At the far end of the distribution, however, the change is much larger. The 99.9th percentile nearly doubled between October 2025 and January 2026, rising from under 25 minutes to over 45 minutes.

That pattern suggests that the longest autonomous sessions are stretching out even while typical sessions remain short. In practical terms, most work steps are still brief, but some users are allowing the agent to continue for much longer periods.

Anthropic notes that the increase is steady across different model releases. If the change came only from improved model capability, the data might show sharper jumps around releases. Instead, the trend points to several forces working together: users gaining experience, users trusting the system with more ambitious tasks, and the product improving over time.

The gap between capability and deployment

Anthropic uses the term "deployment overhang:" to describe a gap between what models could handle and what they are actually asked to do in the real world. The idea is that technical capability may be ahead of day-to-day usage.

The source connects this view to a similar argument from OpenAI and Microsoft CEO Nadella, who have said that AI models can already do more than humans request from them. Anthropic also points to an evaluation by METR estimating that Claude Opus 4.5 can solve tasks with a 50 percent success rate that would take a human nearly five hours.

The implication is not that agents should be turned loose without limits. It is that users and organizations may still be learning how much autonomy to grant, where oversight should sit, and which kinds of tasks are suitable for longer agent runs.

That learning curve appears directly in the Claude Code usage data. New users fully auto-approve about 20 percent of sessions. After roughly 750 sessions, that figure climbs past 40 percent.

More experienced users also interrupt slightly more often. The interruption rate rises from about 5 percent of work steps for new users to around 9 percent for experienced ones.
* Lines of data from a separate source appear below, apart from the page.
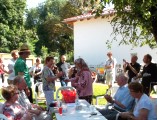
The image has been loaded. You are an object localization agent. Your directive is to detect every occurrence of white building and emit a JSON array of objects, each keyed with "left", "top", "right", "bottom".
[{"left": 64, "top": 10, "right": 157, "bottom": 65}]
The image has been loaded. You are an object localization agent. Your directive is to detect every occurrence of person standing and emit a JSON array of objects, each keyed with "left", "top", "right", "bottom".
[
  {"left": 14, "top": 43, "right": 33, "bottom": 103},
  {"left": 136, "top": 54, "right": 157, "bottom": 96},
  {"left": 105, "top": 52, "right": 115, "bottom": 88},
  {"left": 0, "top": 58, "right": 10, "bottom": 83},
  {"left": 8, "top": 50, "right": 18, "bottom": 85},
  {"left": 98, "top": 73, "right": 134, "bottom": 120},
  {"left": 41, "top": 56, "right": 63, "bottom": 107},
  {"left": 123, "top": 55, "right": 141, "bottom": 83},
  {"left": 65, "top": 58, "right": 93, "bottom": 104},
  {"left": 29, "top": 58, "right": 43, "bottom": 93},
  {"left": 13, "top": 76, "right": 52, "bottom": 120},
  {"left": 56, "top": 55, "right": 71, "bottom": 86}
]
Anthropic reads this as a change in operating style: newer users approve more steps one by one, while experienced users allow more autonomy and step in when needed.

Even then, intervention remains limited. Experienced users do not interrupt in more than 90 percent of work steps.

Oversight changes as tasks become more complex

The public API shows a related pattern. For simple work, such as editing a line of code, 87 percent of tool calls involve some form of human oversight.

For more complex tasks, including autonomously finding zero-day exploits or writing a compiler, that oversight figure falls to 67 percent. The source does not say that complex tasks are less risky. Instead, the data shows that when users assign harder work, they often allow the agent more room to operate.

Claude Code also appears to apply its own brake during demanding work. For the most difficult tasks, it pauses to ask questions more than twice as often as it does for minimal-complexity work.

Anthropic presents that behavior as a safety mechanism. A model that can identify uncertainty and ask for confirmation adds another layer alongside external controls such as authorization systems and human approvals.

What broader adoption could require

Anthropic expects agents at high levels of risk and autonomy to become more common, especially if adoption spreads beyond software engineering into higher-stakes industries. That would make the design of oversight systems more important, not less.

The company recommends broader post-deployment monitoring for model developers, product builders, and policymakers. At the same time, it warns against requiring a single rigid interaction pattern for every agent system.

One example is manual approval for every agent action. Anthropic argues that this can create friction without necessarily improving safety.

The larger lesson is that AI agent adoption is not only a model-capability story. It is also about user trust, product design, task selection, and the practical rules that determine when an agent can act, when it should ask, and when a human needs to intervene.

For now, software development is the clearest test case. It shows agents becoming more autonomous in real use, while also showing how much of the broader economy has yet to make the same shift.